Questions for WeWork character

There is a case for arguing that if WeWork did vanish, rivals would simply slot into place and the space be rebranded. That may be so. But this scenario is contingent on demand remaining strong.

After listening to a WeWork presentation in London last November, I suggested here that: “WeWork actually feels more like a gambler, with an unimaginably high pile of chips. Playing global space invaders against Regus and traditional landlords.”

That pile of chips is now dramatically reduced and the new management is desperately trying to conserve its diminishing stake in order to continue trading. Staff are being sacked and new deals put on hold. As rent-free periods expire, the pressure will only grow.

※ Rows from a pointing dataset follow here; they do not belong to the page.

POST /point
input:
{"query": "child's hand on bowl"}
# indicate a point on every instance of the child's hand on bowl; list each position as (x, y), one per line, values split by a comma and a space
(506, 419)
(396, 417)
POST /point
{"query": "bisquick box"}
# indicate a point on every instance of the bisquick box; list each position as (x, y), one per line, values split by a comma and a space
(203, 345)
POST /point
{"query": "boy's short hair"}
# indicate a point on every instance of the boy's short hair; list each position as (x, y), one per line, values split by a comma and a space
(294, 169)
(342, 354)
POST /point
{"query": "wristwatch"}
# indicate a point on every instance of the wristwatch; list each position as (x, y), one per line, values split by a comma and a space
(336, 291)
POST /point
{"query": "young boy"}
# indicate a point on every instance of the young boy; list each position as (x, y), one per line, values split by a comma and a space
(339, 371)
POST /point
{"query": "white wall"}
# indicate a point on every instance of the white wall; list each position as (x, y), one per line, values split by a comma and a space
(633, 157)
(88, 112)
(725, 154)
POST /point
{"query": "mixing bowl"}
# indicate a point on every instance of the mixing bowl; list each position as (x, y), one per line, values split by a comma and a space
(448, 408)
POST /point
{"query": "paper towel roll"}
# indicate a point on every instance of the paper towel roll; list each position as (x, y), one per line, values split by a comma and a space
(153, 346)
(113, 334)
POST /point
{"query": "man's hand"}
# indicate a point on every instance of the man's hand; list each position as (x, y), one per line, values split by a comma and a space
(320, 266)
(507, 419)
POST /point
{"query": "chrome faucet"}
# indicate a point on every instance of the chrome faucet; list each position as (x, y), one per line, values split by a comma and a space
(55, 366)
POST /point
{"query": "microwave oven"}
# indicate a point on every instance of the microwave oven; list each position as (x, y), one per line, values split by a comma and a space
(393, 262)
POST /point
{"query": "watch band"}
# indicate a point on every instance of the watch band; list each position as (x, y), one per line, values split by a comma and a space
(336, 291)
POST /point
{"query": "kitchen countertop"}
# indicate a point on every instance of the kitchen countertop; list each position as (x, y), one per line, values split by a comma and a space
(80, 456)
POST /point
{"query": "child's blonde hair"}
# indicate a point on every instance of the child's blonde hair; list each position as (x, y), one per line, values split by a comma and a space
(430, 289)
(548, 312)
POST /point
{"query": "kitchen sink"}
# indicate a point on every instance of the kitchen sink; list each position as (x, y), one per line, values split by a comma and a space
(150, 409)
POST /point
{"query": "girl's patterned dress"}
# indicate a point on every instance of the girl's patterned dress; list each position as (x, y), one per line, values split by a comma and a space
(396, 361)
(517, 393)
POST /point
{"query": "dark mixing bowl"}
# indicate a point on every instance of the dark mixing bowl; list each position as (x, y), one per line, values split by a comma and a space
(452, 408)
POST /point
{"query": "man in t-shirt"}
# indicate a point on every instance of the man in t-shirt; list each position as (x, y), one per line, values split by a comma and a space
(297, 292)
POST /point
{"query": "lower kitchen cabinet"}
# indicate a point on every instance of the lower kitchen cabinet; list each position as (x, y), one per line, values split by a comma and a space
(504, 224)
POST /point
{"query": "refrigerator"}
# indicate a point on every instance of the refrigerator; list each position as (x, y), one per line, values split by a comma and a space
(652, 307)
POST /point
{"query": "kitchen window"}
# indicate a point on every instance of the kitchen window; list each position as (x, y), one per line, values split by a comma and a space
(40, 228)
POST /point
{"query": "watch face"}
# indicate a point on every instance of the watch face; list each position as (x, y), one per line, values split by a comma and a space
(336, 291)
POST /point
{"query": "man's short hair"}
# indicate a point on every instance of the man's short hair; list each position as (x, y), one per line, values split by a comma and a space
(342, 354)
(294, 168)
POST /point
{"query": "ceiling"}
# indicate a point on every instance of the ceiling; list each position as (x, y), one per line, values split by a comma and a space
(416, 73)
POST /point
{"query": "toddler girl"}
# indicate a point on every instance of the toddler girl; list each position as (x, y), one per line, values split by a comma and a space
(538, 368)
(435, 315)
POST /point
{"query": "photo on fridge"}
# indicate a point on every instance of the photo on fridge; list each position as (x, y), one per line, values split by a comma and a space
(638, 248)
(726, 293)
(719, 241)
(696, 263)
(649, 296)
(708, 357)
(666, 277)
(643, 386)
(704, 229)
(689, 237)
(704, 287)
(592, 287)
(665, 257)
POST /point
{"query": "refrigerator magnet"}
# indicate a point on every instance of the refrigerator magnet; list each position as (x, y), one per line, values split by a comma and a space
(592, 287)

There is a case for arguing that if WeWork did vanish, rivals would simply slot into place and the space be rebranded. That may be so. But this scenario is contingent on demand remaining strong. The amount of space in the UK alone is enormous: WeWork has signed leases for close to 4m sq ft in more than 60 buildings in the UK. Many landlords have made contributions to fitting-out costs. Many leases are still in their rent-free periods.

Pearl at Shell

The £850m sale of 500,000 sq ft of Shell Centre offices in London by Almacantar to Singaporean group Bright Ruby died last month. Included was 280,000 sq ft of WeWork space. It looked to be thriving when I walked past last month and into adjacent Belvedere Gardens (pictured), a 20-storey tower with 97 flats, developed by Canary Wharf Group and Qatari Diar. To date, 76 flats have been sold at an average price of £2,400/sq ft.

No world-class hotel could be more lavishly fitted out. The common areas are about as common as those of Claridge’s. The flats shame One Hyde Park. “We wanted to show that Canary Wharf could do luxury residential,” said CWG’s Brian De’ath. Case proven. Go, see, marvel.